Dillenburger Ramsnasen als Ahnen Die hessische Pferdezucht holt auf von Werner Popken |
|
|
Hessische Pferde? Davon hatte ich noch nie gehört. Hannoveraner, Westfalen, Holsteiner, vielleicht noch Oldenburger, Trakehner - aber Hessen? Dabei hatte ich eine hessische Stute gekauft, ohne es zu wissen. Oder hatte ich einfach nur nicht zugehört, als der Händler mir die Sachlage erläuterte?

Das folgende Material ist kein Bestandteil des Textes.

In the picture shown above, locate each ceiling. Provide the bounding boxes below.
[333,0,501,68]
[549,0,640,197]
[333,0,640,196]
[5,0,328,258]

Jedenfalls weiß ich noch, daß ich sogar den Tierarzt fragte, was das denn wohl für ein merkwürdiger Brand am Hals von Cara war, gut versteckt unter der Mähne, die sie stets links trug. Er wußte es auch nicht. In der Stadtbibliothek wurde ich dann fündig: es stellte sich heraus, daß jedes Bundesland seine eigene Zucht hat und natürlich auch seinen eigenen Brand.
Cara hatte keine Papiere; den Brand hatte sie bekommen, als ihr erstes Fohlen vorgestellt wurde, wie der Händler erläuterte. Ich hatte keine Ahnung, wie so etwas vor sich geht: er hätte mir alles mögliche erzählen können. Und auch heute noch ist mir die Züchterszene fremd.
Als ich das Verbandsorgan des Hessischen Reit- und Fahrverbandes e.V., Unser Pferd - Der Hessische Pferdezüchter, durchblätterte, wurde mir wieder einmal bewußt, wie groß die Welt ist. Alleine die Anzeigen, zum Beispiel, willkürlich auf Seite 104/105 : 13 auf 2 Seiten, 9 davon von Anhängerhändlern, 4 davon Böckmann-Händler - welche Konkurrenz!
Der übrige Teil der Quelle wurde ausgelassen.